As I drove home from school pick up this morning I realised I was grinding my jaw as I thought about the list of things I had to do today. Nothing major, just the sort of things I personally feel the need to do before I go on holidays. Let me think of some examples...ah yes, clean out my 15 year old daughter's cupboard (sort of urgent and necessary because she is away and this gives me the perfect opportunity to chuck ugly clothes out without her knowledge), wash the dog, fold the giant mountain of washing and put it all away which probably also requires a clean out of everyone elses cupboards, get the dinner on, compost my veggie patch and get the beetroot seedlings in, oh, tomatoe seeds, probably left that too late?

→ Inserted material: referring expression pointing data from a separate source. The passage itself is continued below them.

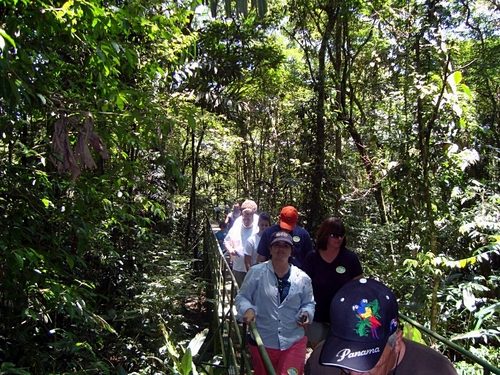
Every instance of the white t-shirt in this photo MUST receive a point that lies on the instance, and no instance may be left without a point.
(237, 238)
(251, 248)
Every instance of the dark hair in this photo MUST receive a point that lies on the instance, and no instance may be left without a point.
(265, 216)
(327, 227)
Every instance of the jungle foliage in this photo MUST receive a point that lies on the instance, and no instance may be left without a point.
(122, 123)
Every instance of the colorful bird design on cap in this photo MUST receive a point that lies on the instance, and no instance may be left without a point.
(367, 313)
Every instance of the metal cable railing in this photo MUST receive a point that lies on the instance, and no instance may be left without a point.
(229, 337)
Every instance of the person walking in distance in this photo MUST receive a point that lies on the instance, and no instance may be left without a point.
(302, 243)
(237, 237)
(233, 215)
(250, 250)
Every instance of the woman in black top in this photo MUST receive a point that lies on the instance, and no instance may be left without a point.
(329, 267)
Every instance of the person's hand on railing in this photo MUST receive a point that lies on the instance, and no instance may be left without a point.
(249, 316)
(303, 320)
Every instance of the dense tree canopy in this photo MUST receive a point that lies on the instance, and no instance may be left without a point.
(122, 122)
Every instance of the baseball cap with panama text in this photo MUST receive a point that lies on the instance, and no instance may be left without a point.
(364, 313)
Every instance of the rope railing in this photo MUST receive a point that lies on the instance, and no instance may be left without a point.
(227, 336)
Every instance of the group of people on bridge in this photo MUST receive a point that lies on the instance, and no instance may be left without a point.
(300, 296)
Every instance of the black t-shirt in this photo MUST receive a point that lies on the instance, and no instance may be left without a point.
(327, 278)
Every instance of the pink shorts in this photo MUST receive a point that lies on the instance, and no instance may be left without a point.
(285, 362)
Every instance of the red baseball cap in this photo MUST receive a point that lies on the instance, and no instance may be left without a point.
(288, 217)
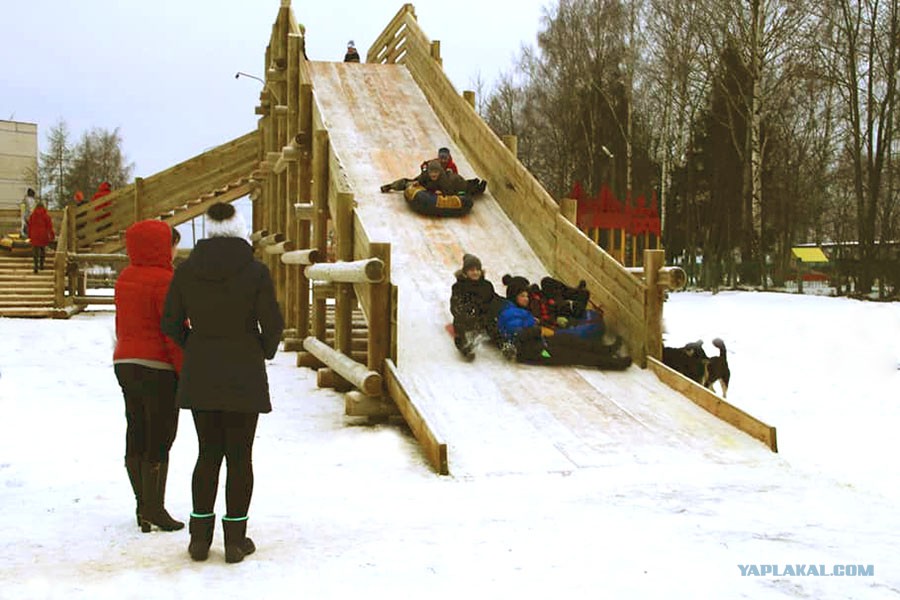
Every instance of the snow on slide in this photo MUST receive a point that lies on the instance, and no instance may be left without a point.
(496, 417)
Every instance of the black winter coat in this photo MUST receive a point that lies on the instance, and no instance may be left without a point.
(235, 324)
(474, 298)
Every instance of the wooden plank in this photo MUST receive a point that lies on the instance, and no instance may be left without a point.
(715, 405)
(379, 310)
(434, 448)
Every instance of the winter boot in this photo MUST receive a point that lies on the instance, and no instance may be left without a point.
(153, 492)
(133, 466)
(466, 348)
(201, 528)
(237, 544)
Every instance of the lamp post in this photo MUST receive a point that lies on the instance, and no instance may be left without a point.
(266, 86)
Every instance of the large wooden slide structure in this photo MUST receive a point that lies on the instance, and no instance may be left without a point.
(365, 282)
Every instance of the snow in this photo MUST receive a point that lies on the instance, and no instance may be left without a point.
(344, 509)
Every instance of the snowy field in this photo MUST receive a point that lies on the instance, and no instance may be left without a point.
(346, 510)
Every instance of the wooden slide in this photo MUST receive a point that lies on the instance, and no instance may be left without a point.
(495, 416)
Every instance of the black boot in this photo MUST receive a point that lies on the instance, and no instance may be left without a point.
(133, 466)
(201, 528)
(153, 492)
(237, 544)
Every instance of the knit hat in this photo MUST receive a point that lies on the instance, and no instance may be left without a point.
(514, 285)
(222, 220)
(470, 261)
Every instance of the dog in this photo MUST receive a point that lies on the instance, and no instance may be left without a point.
(690, 360)
(716, 369)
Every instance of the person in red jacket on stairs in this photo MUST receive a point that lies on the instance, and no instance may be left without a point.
(147, 364)
(40, 234)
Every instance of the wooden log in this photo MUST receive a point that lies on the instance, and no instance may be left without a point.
(512, 143)
(280, 247)
(436, 52)
(322, 290)
(288, 155)
(379, 296)
(369, 382)
(258, 235)
(84, 300)
(327, 378)
(138, 198)
(98, 258)
(715, 405)
(305, 212)
(310, 256)
(653, 260)
(434, 448)
(369, 270)
(305, 359)
(275, 238)
(360, 405)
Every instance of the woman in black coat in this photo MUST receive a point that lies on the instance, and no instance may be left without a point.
(221, 309)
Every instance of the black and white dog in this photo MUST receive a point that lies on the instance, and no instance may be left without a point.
(691, 361)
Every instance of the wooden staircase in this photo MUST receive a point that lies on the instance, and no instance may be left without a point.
(176, 195)
(24, 293)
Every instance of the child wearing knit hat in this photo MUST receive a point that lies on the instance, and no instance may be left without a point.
(474, 305)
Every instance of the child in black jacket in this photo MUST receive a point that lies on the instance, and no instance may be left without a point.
(474, 305)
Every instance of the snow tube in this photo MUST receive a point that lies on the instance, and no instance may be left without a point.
(436, 204)
(13, 243)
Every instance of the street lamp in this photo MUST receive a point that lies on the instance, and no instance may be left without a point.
(266, 86)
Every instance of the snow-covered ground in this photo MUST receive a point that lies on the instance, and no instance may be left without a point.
(342, 509)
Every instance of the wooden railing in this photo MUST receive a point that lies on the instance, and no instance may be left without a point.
(166, 191)
(304, 196)
(567, 253)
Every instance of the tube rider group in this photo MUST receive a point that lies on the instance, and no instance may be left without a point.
(550, 324)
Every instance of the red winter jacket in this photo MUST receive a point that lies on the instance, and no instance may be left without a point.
(40, 227)
(141, 293)
(451, 166)
(104, 190)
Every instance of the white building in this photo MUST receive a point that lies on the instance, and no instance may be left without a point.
(18, 157)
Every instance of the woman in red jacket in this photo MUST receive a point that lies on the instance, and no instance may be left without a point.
(40, 233)
(147, 365)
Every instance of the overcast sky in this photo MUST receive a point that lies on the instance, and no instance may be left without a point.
(163, 70)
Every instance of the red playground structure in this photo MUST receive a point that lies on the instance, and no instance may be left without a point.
(612, 224)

It goes on and on, full of weird little tasks that my personality requires me to do before I can allow myself to enjoy the 10 days in Bali we have coming up.
So I made a coffee and decided it was time to blog. It's been a while and I miss it as writing and reflecting always gives me such a sense of accomplishment, far more than any pedantic little chore that in the end just gets undone and then I get cross and blame my family for actually having the nerve to exist in this home and maybe muss it up just a bit. So I'm going to sit and write and think about the self imposed deadlines that I met, and the phone calls to publishers I was too scared to make but did (and now my book submission sits somewhere out there and I may never know if someone else thinks it was lovely but just not quite good enough. I think it's lovely, I'm actually really proud of it but we'll see). I think about those two families who brought babies into the world with a little extra support form the Knitting Doula, and blankets that Lee and I have made for two very special babies born in Mexico. I think about my daughters who are for most of the time pretty happy and kind, and my Daryl who works like a dog but rarely complains, in fact never really and is always the person I just want to be with forever.
And so this contemplation puts the guilt I feel about skirting around the outside of family life, wiping and folding, of not needle felting or reading enough Little House On the Priairie with Hazel ( who let's be honest would probably rather be drawing with nasty gell pens in front of Good Luck Charlie!) But it's OK to stop and reassess every now and then. Life does feel too busy and the family so disconnected at times but then we will spend and sunny day at the farm all of us out in the field checking irrigation jets, the blue sky above us, and that's what I need to breath in and remember and write about. Feels good to be back.